The assembly of microbial Eukaryotes within the ponds also provides some evidence of niche-driven processes with within-pond communities showing more resemblance than between-pond communities. However, measured environmental variables show limited capacity to explain the dissimilarities between ponds. A comprehensive study on diatoms using microscopic species identification by Sakaeva et al. (2016) of terrestrial ponds on Ross Island and McMurdo Dry Valleys suggested that chemistry and the type and composition of the microbial mat may play a role at local scale while geography, dispersal and historical environmental conditions influence structuring of diatom assemblages across larger spatial scales. Sutherland (2009) and Sutherland et al. (2020) similarly noted that many diatom morphospecies were widely distributed across ponds of a wide range of salinities on the MIS, and suggest broad habitat tolerance and/or dispersal ability. James et al. (1995) using microscopy-based identification reported that between-pond distinction of planktonic protist populations was best explained by pond size rather than salinity. The implication is of considerably greater overall niche convergence amongst eukaryotic protists, and a wide physiological tolerance to salinity, though a wider range of potentially explaining variables would need to be examined to confirm the former. We suggest that a low biomass of microbial Eukaryotes in the MIS ponds in connection with greater mobility and greater overlap of optimal conditions amongst taxa may allow for stochastic processes to have a greater effect on community assembly for Eukaryotes than Bacteria and Archaea.

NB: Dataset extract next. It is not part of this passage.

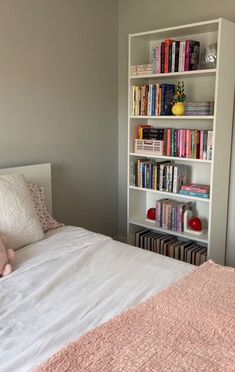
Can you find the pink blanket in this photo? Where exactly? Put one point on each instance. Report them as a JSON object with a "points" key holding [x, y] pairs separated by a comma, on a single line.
{"points": [[189, 326]]}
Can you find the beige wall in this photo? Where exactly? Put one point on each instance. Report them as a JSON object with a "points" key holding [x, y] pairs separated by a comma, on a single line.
{"points": [[137, 16], [58, 101]]}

There are additional community assembly theories such as the island species–area relationships (MacArthur and Wilson 1967) which describes the macroecological pattern of an increase in number of species with an increase in area of an island. Sommers et al. 2020 showed that relationship between 16S rRNA gene and 18S rRNA gene communities in cryoconites from glaciers in the McMurdo Dry Valleys can be explained by the species–area theory. However, comparison of the area of meltwater ponds in our study based on personal observations of sampling sites by the authors and approximate sizes provided in Fig. 2 with determined 16S and 18S rRNA gene OTUs richness (Online Resource 3) suggests that there is not a clear link between area of meltwater ponds and number of species. The highest richness was found in Conophyton Pond, which was one of the smaller ponds, and Duet Pond with the largest area had the median richness, with Salt Pond being of medium size having the lowest richness. However, a larger number of samples and bigger range of habitat areas would be needed to be able to apply the mathematical model as done in the study by Sommers et al. (2020).

Conclusions

We present an in-depth characterisation of Bacteria and Archaea and microbial Eukaryote communities in microbial mats in meltwater ponds of the McMurdo Ice Shelf, Antarctica. Diverse populations were observed in all ponds and Bacteria and Archaea assemblages were highly pond-specific and appear to order along environmental gradients. Eukaryotes were less diverse than Bacteria and Archaea and were also characterised by less between-pond dissimilarity. These findings will help to understand processes that are important in sustaining biodiversity in ice-based habitats, especially in Antarctica, with potential acceleration of environmental change that may accompany polar warming.